LessWrong downtime 2012-03-26, and site speed

post by matt · 2012-04-03T04:15:09.856Z · LW · GW · Legacy · 7 comments

Contents

  Executive summary:
  Actions:
  Further actions - site speed:
None
7 comments

Our investigation into last week's LW downtime is complete: here (Google Docs).

Executive summary:

We failed to update our AWS configuration after changes at Amazon, which caused a cycle of servers being spawned then killed before they could properly boot. Our automated testing should have notified us of this failure immediately, but included a predictable failure mode (identified by us last year but not fixed). We became aware of the downtime when I checked my email and worked on it until it was resolved.

I personally feel very bad about our multiple failures leading to this incident.

ref. the last time I did this to you: http://lesswrong.com/lw/29v/lesswrong_downtime_20100511_and_other_recent/

Actions:

  1. We have reconfigured AWS and the tools we use to communicate with it to avoid this failure in the future.
  2. Improvements to our automated site testing system (Nagios) are underway (expected to be live before 2012-04-13 - these tests will detect greater-than-X-failures-from-Y-trials, rather than the current detect zero-successes-from-Z-trials).
  3. We have changed our staffing in part in recognition that some systems (including this one) had been allowed to fall out of date, and allocated a developer to review our system administration project planning.

 

Further actions - site speed:

We're unhappy with the site's speed. We plan on spending some time next week doing what we can to improve it.

 

(If you upvote this post, please downvote my "Karma sink" comment below - I would prefer not to earn karma from an event like this.)

7 comments

Comments sorted by top scores.

comment by David_Gerard · 2012-04-03T09:51:53.645Z · LW(p) · GW(p)

I upvoted to encourage transparent reporting. (But downvoted the sink per your wishes.) Every sysadmin knows this stuff happens, and describing a disaster in detail is a small useful thing to humanity :-)

comment by kilobug · 2012-04-03T07:41:58.587Z · LW(p) · GW(p)

Good luck to you, and thanks for your efforts at running the site.

And I do think you deserve karma for an honest explanation on what went wrong and what you'll do to fix it, but I'll respect your wish.

comment by John_Maxwell (John_Maxwell_IV) · 2012-04-03T23:58:17.204Z · LW(p) · GW(p)

We should have an annual "thank you Trike" day so we can shower them with appreciation when things silently keep going right.

http://sysadminday.com/

Looks like it's July 27 this year. I'll try to remember to send Matt a personal message telling him to create a discussion post and collect his karma.

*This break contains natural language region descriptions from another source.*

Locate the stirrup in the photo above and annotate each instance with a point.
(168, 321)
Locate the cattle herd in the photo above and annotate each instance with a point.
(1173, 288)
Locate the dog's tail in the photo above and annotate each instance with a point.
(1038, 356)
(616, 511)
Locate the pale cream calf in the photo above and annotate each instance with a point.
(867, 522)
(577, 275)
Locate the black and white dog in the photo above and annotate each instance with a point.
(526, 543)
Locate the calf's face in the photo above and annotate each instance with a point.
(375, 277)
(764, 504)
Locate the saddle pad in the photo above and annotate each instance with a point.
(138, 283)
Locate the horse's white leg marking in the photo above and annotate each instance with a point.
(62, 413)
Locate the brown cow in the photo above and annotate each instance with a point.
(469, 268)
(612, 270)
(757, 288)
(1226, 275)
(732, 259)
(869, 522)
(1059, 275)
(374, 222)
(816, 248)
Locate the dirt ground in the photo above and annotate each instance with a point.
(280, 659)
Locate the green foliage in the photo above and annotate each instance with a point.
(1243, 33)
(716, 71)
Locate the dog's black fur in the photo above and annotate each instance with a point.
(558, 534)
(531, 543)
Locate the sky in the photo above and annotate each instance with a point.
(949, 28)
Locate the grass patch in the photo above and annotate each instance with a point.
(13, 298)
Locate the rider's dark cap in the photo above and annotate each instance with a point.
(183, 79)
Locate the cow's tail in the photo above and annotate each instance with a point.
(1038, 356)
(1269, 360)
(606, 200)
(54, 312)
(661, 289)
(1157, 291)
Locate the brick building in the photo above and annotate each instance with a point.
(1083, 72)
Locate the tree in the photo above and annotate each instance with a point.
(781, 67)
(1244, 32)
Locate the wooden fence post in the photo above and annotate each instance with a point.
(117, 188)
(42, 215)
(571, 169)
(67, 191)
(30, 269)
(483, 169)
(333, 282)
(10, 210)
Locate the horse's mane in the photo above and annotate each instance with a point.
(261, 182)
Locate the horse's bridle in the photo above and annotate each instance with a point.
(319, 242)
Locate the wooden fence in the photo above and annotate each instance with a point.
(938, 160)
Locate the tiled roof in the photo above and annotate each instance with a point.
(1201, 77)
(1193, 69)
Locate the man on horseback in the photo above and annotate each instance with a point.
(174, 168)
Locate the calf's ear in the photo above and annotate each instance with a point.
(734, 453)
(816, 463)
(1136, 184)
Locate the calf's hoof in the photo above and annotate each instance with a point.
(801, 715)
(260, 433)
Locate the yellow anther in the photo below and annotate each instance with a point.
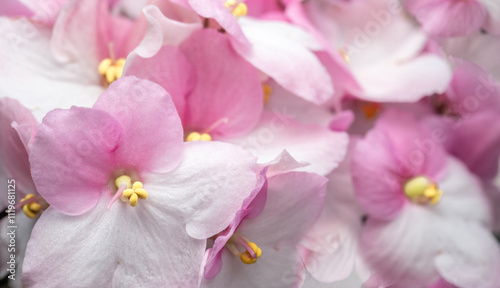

comment by keefe · 2012-04-06T19:26:52.234Z · LW(p) · GW(p)

I'm pretty familiar with the codebase though I transitioned to ebay before getting too much done on it, send me an email if you want some feedback, I have more free time these days looking to contribute to open source for long term strategic reasons

comment by MixedNuts · 2012-04-04T17:18:53.137Z · LW(p) · GW(p)

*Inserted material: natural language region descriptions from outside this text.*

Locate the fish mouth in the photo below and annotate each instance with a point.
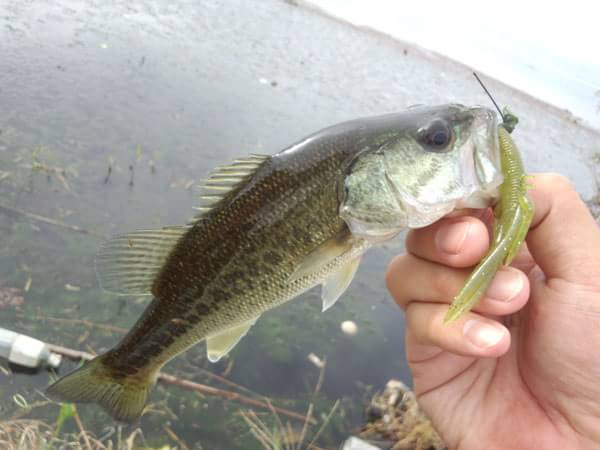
(485, 163)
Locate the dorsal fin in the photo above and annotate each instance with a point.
(128, 264)
(225, 180)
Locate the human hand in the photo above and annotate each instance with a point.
(522, 370)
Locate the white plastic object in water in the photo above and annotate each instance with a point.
(353, 443)
(26, 351)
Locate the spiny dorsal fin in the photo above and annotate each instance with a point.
(227, 179)
(128, 264)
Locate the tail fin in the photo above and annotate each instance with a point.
(123, 398)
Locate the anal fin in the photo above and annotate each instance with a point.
(334, 287)
(220, 344)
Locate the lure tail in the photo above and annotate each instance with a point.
(122, 397)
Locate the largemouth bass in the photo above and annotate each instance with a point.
(272, 227)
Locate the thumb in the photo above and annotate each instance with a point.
(564, 238)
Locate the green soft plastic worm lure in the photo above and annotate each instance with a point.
(513, 214)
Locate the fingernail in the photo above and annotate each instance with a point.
(483, 334)
(451, 236)
(505, 286)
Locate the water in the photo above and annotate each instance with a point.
(161, 93)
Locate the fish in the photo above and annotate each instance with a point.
(270, 227)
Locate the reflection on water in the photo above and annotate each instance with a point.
(110, 113)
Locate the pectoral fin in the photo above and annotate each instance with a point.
(335, 286)
(220, 344)
(321, 256)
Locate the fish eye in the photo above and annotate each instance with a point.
(436, 135)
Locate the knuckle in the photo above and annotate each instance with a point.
(443, 283)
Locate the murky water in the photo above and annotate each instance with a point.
(161, 93)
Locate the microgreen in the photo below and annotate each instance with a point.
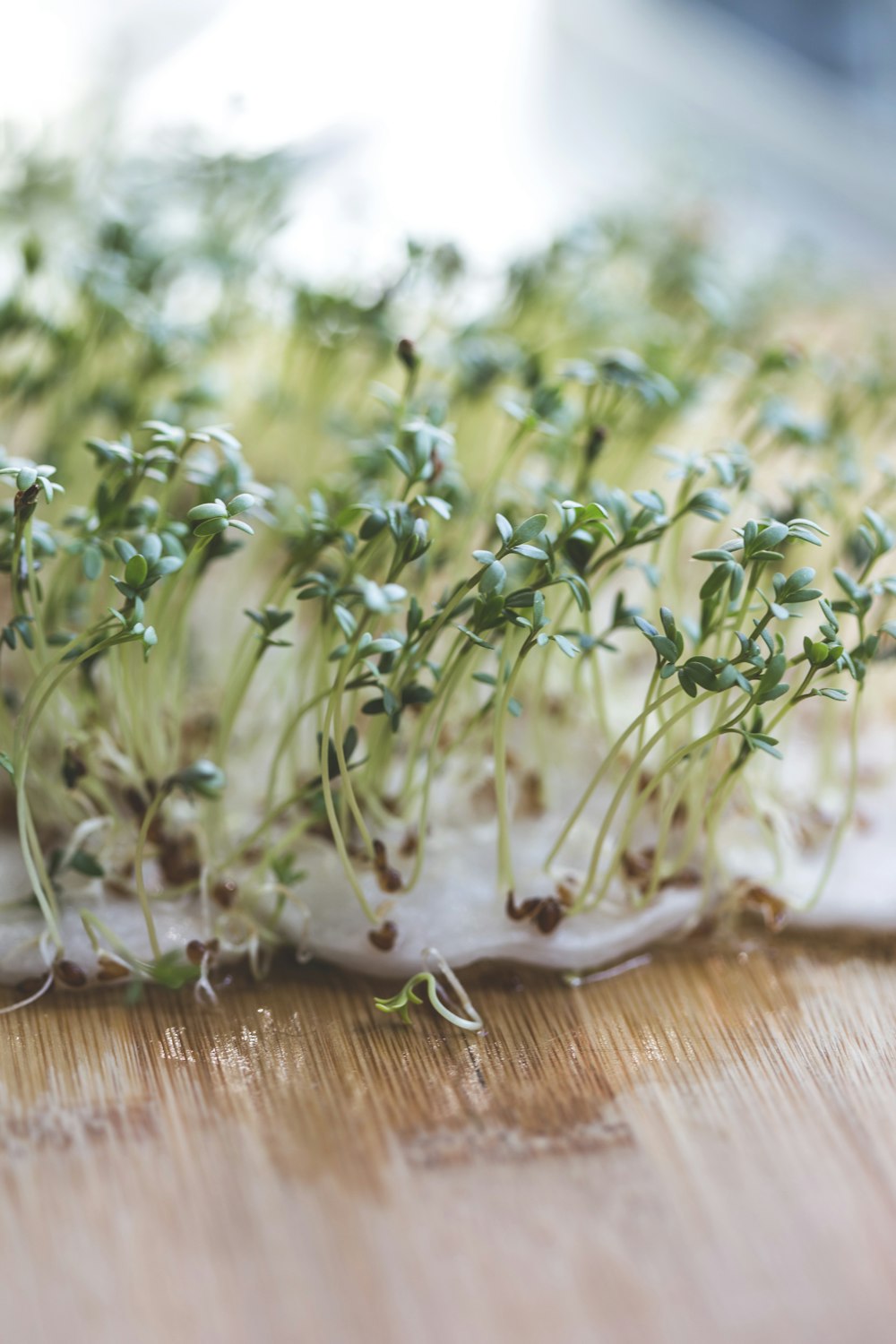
(514, 556)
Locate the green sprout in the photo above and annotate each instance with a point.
(538, 575)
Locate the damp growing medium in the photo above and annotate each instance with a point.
(541, 634)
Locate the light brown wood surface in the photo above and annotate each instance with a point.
(702, 1150)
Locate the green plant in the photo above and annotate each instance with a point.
(493, 575)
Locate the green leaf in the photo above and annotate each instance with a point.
(136, 572)
(528, 530)
(473, 636)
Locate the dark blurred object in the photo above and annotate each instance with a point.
(852, 39)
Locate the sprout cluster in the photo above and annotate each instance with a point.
(565, 545)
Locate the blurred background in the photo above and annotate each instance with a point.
(493, 123)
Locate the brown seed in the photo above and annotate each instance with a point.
(384, 935)
(225, 892)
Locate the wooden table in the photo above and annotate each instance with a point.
(702, 1150)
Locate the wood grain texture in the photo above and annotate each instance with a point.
(702, 1150)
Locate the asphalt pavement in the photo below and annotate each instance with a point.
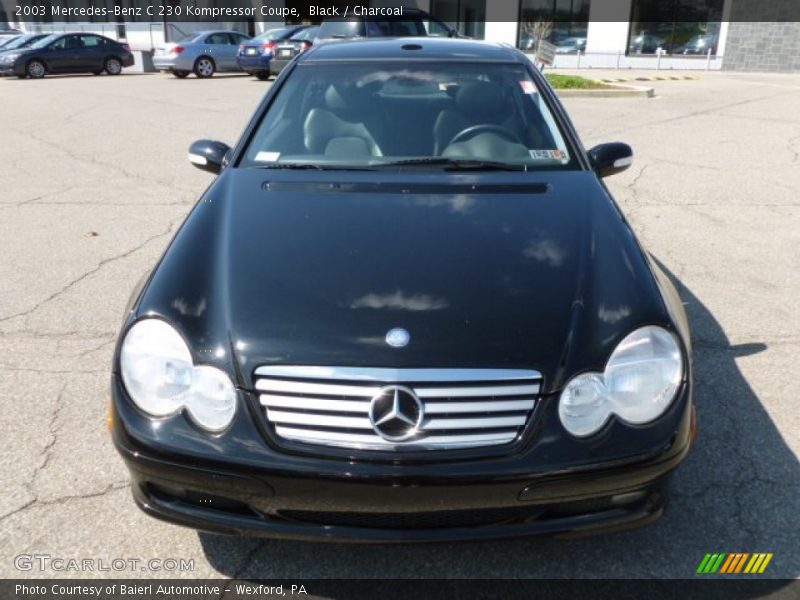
(95, 183)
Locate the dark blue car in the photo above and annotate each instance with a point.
(254, 55)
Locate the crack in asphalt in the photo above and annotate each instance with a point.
(89, 273)
(248, 560)
(35, 502)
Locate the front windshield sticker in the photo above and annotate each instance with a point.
(265, 156)
(548, 154)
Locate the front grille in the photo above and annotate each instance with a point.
(460, 408)
(421, 520)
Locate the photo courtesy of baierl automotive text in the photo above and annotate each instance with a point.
(476, 298)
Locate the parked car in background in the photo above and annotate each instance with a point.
(286, 51)
(570, 45)
(203, 53)
(698, 44)
(647, 43)
(8, 38)
(21, 41)
(255, 55)
(413, 23)
(67, 53)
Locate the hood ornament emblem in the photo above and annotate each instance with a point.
(398, 337)
(395, 413)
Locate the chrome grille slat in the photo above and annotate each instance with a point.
(433, 408)
(305, 403)
(477, 391)
(373, 442)
(326, 389)
(479, 423)
(462, 408)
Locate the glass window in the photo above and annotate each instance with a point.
(340, 28)
(466, 16)
(677, 27)
(560, 22)
(278, 33)
(368, 116)
(436, 28)
(217, 38)
(92, 41)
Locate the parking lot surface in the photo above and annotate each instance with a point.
(96, 182)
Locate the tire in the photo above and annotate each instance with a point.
(36, 69)
(204, 67)
(112, 66)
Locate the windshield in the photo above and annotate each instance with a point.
(408, 115)
(189, 37)
(276, 34)
(46, 41)
(5, 40)
(308, 33)
(22, 41)
(341, 29)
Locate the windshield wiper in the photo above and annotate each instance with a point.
(311, 166)
(459, 164)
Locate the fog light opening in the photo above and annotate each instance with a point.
(628, 498)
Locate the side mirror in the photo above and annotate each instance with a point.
(610, 159)
(208, 155)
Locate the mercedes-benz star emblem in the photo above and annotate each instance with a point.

Upvoted both the post and the karma sink just to spite you. I like you.

Replies from: wedrifid
comment by wedrifid · 2012-04-05T02:13:09.386Z · LW(p) · GW(p)

Upvoted both the post and the karma sink just to spite you. I like you.

Downvoted both the post and the karma sink so as to adhere to Matt's wishes. I respect him. ;)

comment by matt · 2012-04-03T04:07:13.739Z · LW(p) · GW(p)

Karma sink.